O novo CD de Caetano, Cê, decepciona. Tem arranjos de rock, mas de um rock bem amador, de garagem, com riffs que se repetem ao cansaço e não combinam com sua voz, de pouca intensidade nos graves. Ao mesmo tempo, as melodias e as letras namoram uma breguice ou brejeirice, sem com isso obter o efeito que um Raul Seixas - de quem se ouvem ecos em Não me Arrependo - obtinha de tal combinação. Mesmo quando há uma sonoridade mais interessante, como em Minhas Lágrimas, o desenvolvimento deixa a desejar, ou, como em Deusa Urbana, não descola de antigas canções como as de Uns. Decididamente estamos muitos andares abaixo do autor de Coração Vagabundo ou Estrangeiro.
Penso também no que se poderia chamar de 'segunda fase' de Tom Jobim, sendo a primeira a bossa nova 'stricto sensu'. Com Matita Perê, cuja faixa-título era uma obra-prima de andamentos e dissonâncias, Tom renovou sua linguagem, dialogou mais intensamente com seu ídolo Villa-Lobos, parecia uma criança com PlayStation novo. Vale notar, então, que Tom é exceção, não só na música brasileira, mas também na literatura, na pintura, no cinema - pois a triste regra dos criadores no Brasil parece ser a de uma maturidade acomodada, diluidora, não raro entregue à autoparódia. Caetano e Chico não estariam, assim, em ritmo muito distinto do de Rubem Fonseca ou Carlos Heitor Cony. Mas eu preferiria que tivessem agido como Tom - ou Machado de Assis ou Iberê Camargo, este que foi ao apogeu justamente na reta final.
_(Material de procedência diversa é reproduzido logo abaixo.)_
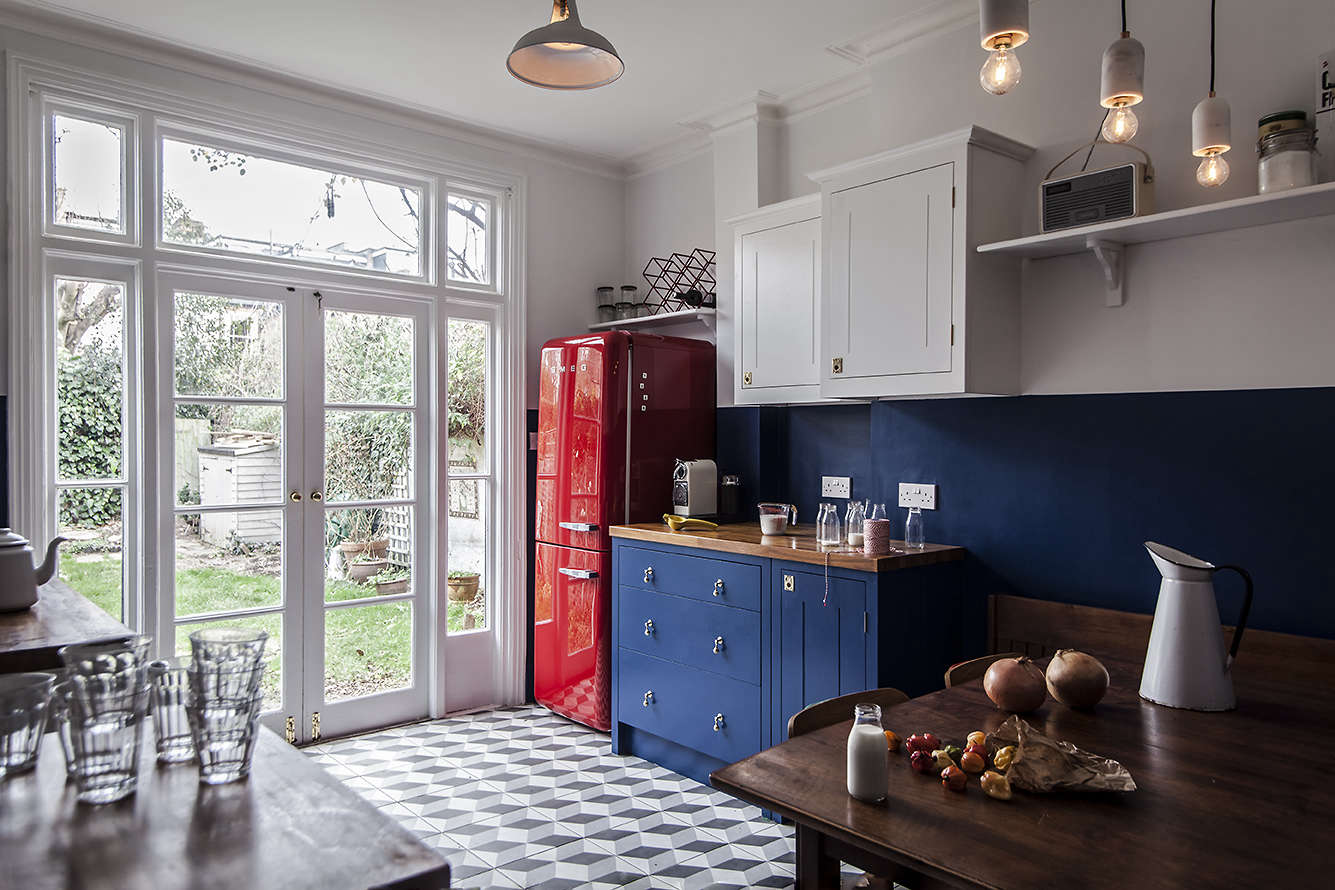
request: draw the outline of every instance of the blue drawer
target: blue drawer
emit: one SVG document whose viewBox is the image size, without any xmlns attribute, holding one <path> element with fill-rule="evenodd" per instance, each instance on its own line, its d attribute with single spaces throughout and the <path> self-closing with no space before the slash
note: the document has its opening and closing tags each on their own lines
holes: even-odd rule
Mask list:
<svg viewBox="0 0 1335 890">
<path fill-rule="evenodd" d="M 670 593 L 621 588 L 622 646 L 760 684 L 760 613 Z"/>
<path fill-rule="evenodd" d="M 617 660 L 622 723 L 729 763 L 760 750 L 759 686 L 624 647 Z"/>
<path fill-rule="evenodd" d="M 625 547 L 617 582 L 708 602 L 760 609 L 761 567 L 708 556 Z"/>
</svg>

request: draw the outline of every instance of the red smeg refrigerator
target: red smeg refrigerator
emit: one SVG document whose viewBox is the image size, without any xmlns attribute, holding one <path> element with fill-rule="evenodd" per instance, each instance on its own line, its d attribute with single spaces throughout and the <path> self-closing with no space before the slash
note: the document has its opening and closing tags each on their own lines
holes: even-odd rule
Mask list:
<svg viewBox="0 0 1335 890">
<path fill-rule="evenodd" d="M 675 458 L 714 456 L 714 346 L 608 331 L 542 348 L 533 692 L 612 725 L 608 527 L 671 510 Z"/>
</svg>

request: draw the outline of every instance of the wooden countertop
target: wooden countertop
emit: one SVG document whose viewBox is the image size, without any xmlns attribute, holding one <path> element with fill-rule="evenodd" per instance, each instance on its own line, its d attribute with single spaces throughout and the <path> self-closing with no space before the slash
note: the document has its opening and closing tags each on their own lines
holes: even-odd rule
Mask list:
<svg viewBox="0 0 1335 890">
<path fill-rule="evenodd" d="M 124 640 L 134 631 L 60 580 L 37 588 L 37 604 L 0 612 L 0 674 L 60 667 L 57 650 L 71 643 Z"/>
<path fill-rule="evenodd" d="M 963 547 L 946 544 L 928 544 L 923 550 L 906 551 L 903 549 L 903 541 L 892 541 L 891 545 L 898 548 L 895 552 L 886 556 L 864 556 L 861 550 L 822 548 L 816 543 L 814 525 L 799 525 L 792 534 L 773 536 L 762 535 L 758 522 L 738 522 L 720 525 L 716 529 L 683 529 L 679 532 L 674 532 L 661 522 L 641 522 L 635 525 L 614 525 L 609 532 L 614 538 L 632 541 L 674 544 L 717 553 L 741 553 L 818 566 L 826 565 L 828 558 L 829 565 L 857 572 L 888 572 L 940 562 L 957 562 L 964 559 L 966 552 Z"/>
</svg>

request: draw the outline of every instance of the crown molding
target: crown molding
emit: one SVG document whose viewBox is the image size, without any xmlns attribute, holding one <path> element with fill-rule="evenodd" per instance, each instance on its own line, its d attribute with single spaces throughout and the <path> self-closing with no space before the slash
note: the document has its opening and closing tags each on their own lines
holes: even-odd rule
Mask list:
<svg viewBox="0 0 1335 890">
<path fill-rule="evenodd" d="M 612 179 L 623 179 L 627 174 L 626 163 L 620 158 L 452 117 L 369 90 L 322 84 L 242 56 L 170 42 L 149 31 L 102 16 L 74 12 L 49 0 L 29 3 L 0 0 L 0 27 L 583 173 Z"/>
<path fill-rule="evenodd" d="M 778 102 L 779 97 L 775 94 L 757 90 L 754 95 L 740 102 L 731 102 L 677 123 L 700 133 L 714 133 L 750 121 L 776 120 L 779 117 L 776 107 Z"/>
<path fill-rule="evenodd" d="M 872 65 L 904 52 L 911 45 L 978 21 L 977 0 L 949 0 L 920 7 L 886 27 L 825 51 L 859 67 Z"/>
<path fill-rule="evenodd" d="M 631 155 L 626 161 L 626 178 L 637 179 L 668 167 L 683 164 L 705 154 L 714 147 L 710 135 L 698 130 L 683 133 L 675 139 L 660 143 L 647 151 Z"/>
</svg>

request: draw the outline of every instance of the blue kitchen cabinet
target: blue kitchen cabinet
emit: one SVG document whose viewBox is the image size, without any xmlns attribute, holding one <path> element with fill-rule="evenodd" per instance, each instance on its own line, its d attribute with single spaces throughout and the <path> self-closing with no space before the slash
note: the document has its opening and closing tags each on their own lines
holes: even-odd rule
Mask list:
<svg viewBox="0 0 1335 890">
<path fill-rule="evenodd" d="M 957 548 L 858 571 L 612 535 L 617 753 L 707 782 L 783 741 L 809 704 L 875 686 L 921 695 L 962 657 Z"/>
</svg>

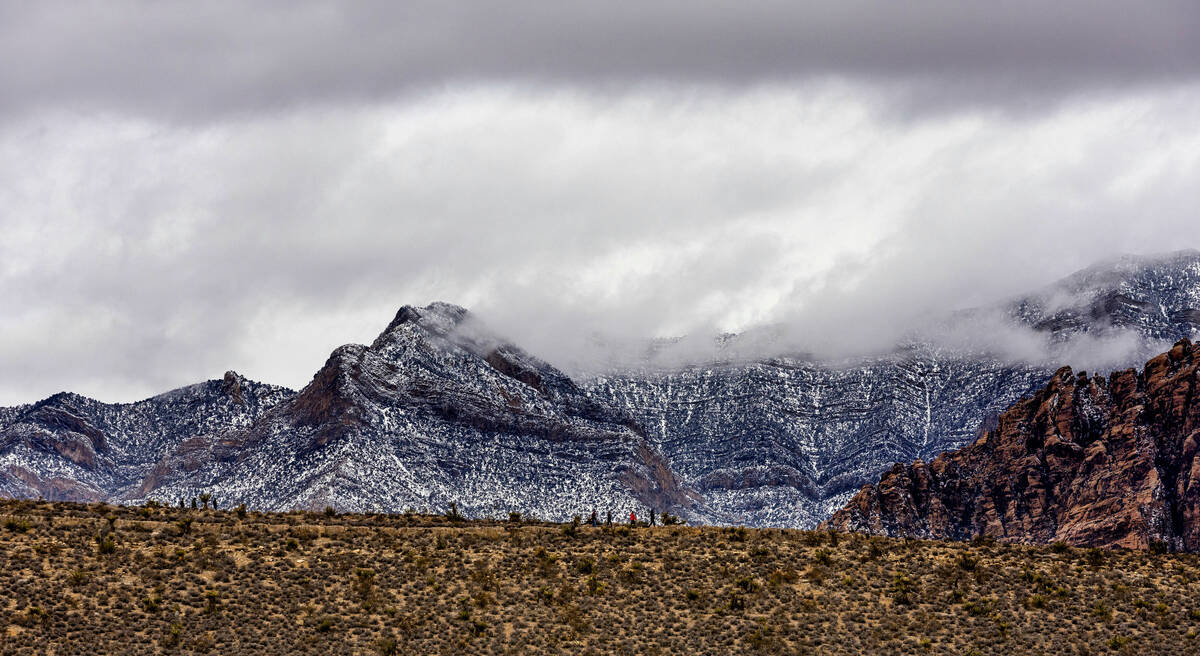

Quanto às novas gerações, é claro que existem bons compositores, como Zeca Baleiro, Lenine, Seu Jorge e Marcelo Camelo, de Los Hermanos. Acho, porém, que eles ainda não estão na mesma ordem de grandeza de Chico, Caetano e os outros - não só como letristas, mas também como melodistas. Pode-se argumentar que também em outros países as novas gerações não estão no mesmo plano que seus antecessores. Mesmo assim há compositores muito bons, de estilos tão diferentes quanto Elvis Costello (o Costello de Painted from Memory e North), Tom Waits e Thom Yorke, do Radiohead, grupo cuja inovação é tão marcante que tem tido canções gravadas por músicos de jazz como Brad Mehldau e Jamie Cullum e pianistas eruditos. Não vejo nada semelhante na canção brasileira atual.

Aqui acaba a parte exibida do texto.